People try to make a space around him as he pushes his way through the press of bodies, coughing and spluttering. It takes him a couple of hours to go round the whole market. By the end, he's stumbling and coughing up blood. When he finally collapses, there's a smile on his face despite the pain. It looks like a bloody, grinning death mask. His work is done.
He will not be present to witness the final result of his work, but he knows how it will end. People, chickens and pigs will radiate out from the places he's visited. A few of the people may have some mild, short-lived symptoms. People will go on holiday. The animals will go to farms, markets and abattoirs. Some will be exported. The disease will spread all over the planet.

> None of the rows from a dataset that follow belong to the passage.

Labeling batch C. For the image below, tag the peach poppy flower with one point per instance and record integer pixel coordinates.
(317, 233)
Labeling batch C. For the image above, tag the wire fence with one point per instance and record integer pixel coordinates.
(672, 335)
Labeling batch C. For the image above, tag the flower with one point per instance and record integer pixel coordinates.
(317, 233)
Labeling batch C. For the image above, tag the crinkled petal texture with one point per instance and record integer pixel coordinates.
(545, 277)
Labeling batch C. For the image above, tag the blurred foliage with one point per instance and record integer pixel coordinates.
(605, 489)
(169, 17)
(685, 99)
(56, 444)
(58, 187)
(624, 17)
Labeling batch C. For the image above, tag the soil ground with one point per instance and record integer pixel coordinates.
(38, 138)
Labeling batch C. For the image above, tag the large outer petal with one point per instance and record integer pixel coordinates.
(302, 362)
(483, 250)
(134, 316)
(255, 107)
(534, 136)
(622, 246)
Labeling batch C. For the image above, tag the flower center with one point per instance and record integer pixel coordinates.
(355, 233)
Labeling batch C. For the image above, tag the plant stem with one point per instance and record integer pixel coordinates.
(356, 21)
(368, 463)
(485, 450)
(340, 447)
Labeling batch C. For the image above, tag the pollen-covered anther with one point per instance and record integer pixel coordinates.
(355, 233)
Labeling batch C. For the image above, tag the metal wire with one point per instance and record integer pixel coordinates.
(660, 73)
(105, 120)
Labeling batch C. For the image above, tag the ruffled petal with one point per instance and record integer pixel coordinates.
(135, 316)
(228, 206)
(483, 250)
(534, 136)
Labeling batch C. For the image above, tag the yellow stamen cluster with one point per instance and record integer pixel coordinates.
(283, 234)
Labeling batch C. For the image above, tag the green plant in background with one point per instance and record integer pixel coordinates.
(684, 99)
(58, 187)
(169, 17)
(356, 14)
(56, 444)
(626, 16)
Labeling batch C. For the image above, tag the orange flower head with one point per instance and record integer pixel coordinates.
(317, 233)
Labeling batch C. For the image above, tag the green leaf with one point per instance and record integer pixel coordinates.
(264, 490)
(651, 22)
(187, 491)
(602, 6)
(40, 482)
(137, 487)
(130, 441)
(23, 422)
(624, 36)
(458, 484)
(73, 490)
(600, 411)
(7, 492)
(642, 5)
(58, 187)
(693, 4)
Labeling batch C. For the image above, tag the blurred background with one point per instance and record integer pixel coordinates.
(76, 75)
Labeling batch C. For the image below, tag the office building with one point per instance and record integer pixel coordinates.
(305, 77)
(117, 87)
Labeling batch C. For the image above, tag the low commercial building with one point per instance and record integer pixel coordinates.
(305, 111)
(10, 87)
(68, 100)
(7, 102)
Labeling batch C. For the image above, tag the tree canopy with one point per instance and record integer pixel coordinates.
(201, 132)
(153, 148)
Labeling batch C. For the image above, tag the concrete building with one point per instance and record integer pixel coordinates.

He is not carrying any form of identification. All traces of his work have been cleaned from his home laboratory and it will look like an ordinary basement store room to anyone who examines it. By the time they suspect anything at all, it will be far too late.
The disease is a real slow-burner. He has taken sections of DNA from adeno and avian viruses, ebola, small-pox (which everyone supposed had been completely destroyed – every last virion) and foot and mouth, and spliced them together into something new and virulent: a patient, selective stalker, a psychopathic misanthrope, that can be carried by almost any species of animal, but will destroy just one species. Its first serious symptom, irreversible damage to the reproductive organs and infertility, will not be recognised for what it is. Only in a matter of years, when most of the human population has succumbed to the later and more dramatically lethal effects of the disease, might the truth be recognised. By then, the population will be too small and sick to sustain itself.
That is the plan.
Diseases mutate of course. So only time can tell whether the plan will succeed.